Participants and Methods:330 healthy older adults between 65 and 89 years old (mean age = 71.6 ± 5.2) were recruited at the University of Florida (n = 222) and the University of Arizona (n = 108). Participants underwent resting-state fMRI and completed verbal memory (Hopkins Verbal Learning Test - Revised [HVLT-R]) and visuospatial memory (Brief Visuospatial Memory Test - Revised [BVMT-R]) measures. Immediate (total) and delayed recall scores on the HVLT-R and BVMT-R were calculated using each test manual’s scoring criteria. Learning ratios on the HVLT-R and BVMT-R were quantified by dividing the number of stimuli (verbal or visuospatial) learned between the first and third trials by the number of stimuli not recalled after the first learning trial.
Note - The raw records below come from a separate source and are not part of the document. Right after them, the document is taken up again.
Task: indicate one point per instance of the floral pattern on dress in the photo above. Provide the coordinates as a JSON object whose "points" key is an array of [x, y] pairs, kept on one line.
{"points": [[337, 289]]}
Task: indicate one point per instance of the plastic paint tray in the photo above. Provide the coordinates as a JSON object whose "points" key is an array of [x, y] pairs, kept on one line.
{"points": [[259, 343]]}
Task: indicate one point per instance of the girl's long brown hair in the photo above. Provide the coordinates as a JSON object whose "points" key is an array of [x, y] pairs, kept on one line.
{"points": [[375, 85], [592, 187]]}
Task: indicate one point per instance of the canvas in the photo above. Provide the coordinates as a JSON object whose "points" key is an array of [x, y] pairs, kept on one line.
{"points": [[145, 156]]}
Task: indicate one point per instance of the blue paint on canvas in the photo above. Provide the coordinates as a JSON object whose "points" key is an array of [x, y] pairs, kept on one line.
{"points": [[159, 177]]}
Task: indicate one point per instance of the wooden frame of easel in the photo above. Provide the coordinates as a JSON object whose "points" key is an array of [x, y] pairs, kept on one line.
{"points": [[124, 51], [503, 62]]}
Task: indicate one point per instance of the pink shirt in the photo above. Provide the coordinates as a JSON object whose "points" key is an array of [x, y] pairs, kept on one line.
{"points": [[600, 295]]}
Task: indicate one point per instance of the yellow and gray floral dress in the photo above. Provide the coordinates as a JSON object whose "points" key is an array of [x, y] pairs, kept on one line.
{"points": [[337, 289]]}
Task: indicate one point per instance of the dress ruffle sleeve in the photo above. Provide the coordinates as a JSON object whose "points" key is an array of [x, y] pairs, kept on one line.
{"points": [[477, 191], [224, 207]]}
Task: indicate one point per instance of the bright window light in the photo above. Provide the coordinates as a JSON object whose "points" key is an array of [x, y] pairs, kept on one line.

CONN Toolbox was used to extract average within-network connectivity values for CON, FPCN, and DMN. Hierarchical regressions were conducted, controlling for sex, race, ethnicity, years of education, number of invalid scans, and scanner site.
Results:Greater CON connectivity was significantly associated with better HVLT-R immediate (total) recall (ß = 0.16, p = 0.01), HVLT-R learning ratio (ß = 0.16, p = 0.01), BVMT-R immediate (total) recall (ß = 0.14, p = 0.02), and BVMT-R delayed recall performance (ß = 0.15, p = 0.01). Greater FPCN connectivity was associated with better BVMT-R learning ratio (ß = 0.13, p = 0.04). HVLT-R delayed recall performance was not associated with connectivity in any network, and DMN connectivity was not significantly related to any measure.
Conclusions:Connectivity within CON demonstrated a robust relationship with different components of memory function as well across verbal and visuospatial domains. In contrast, FPCN only evidenced a relationship with visuospatial learning, and DMN was not significantly associated with memory measures. These data suggest that CON may be a valuable target in longitudinal studies of age-related memory changes, but also a possible target in future non-invasive interventions to attenuate memory decline in older adults.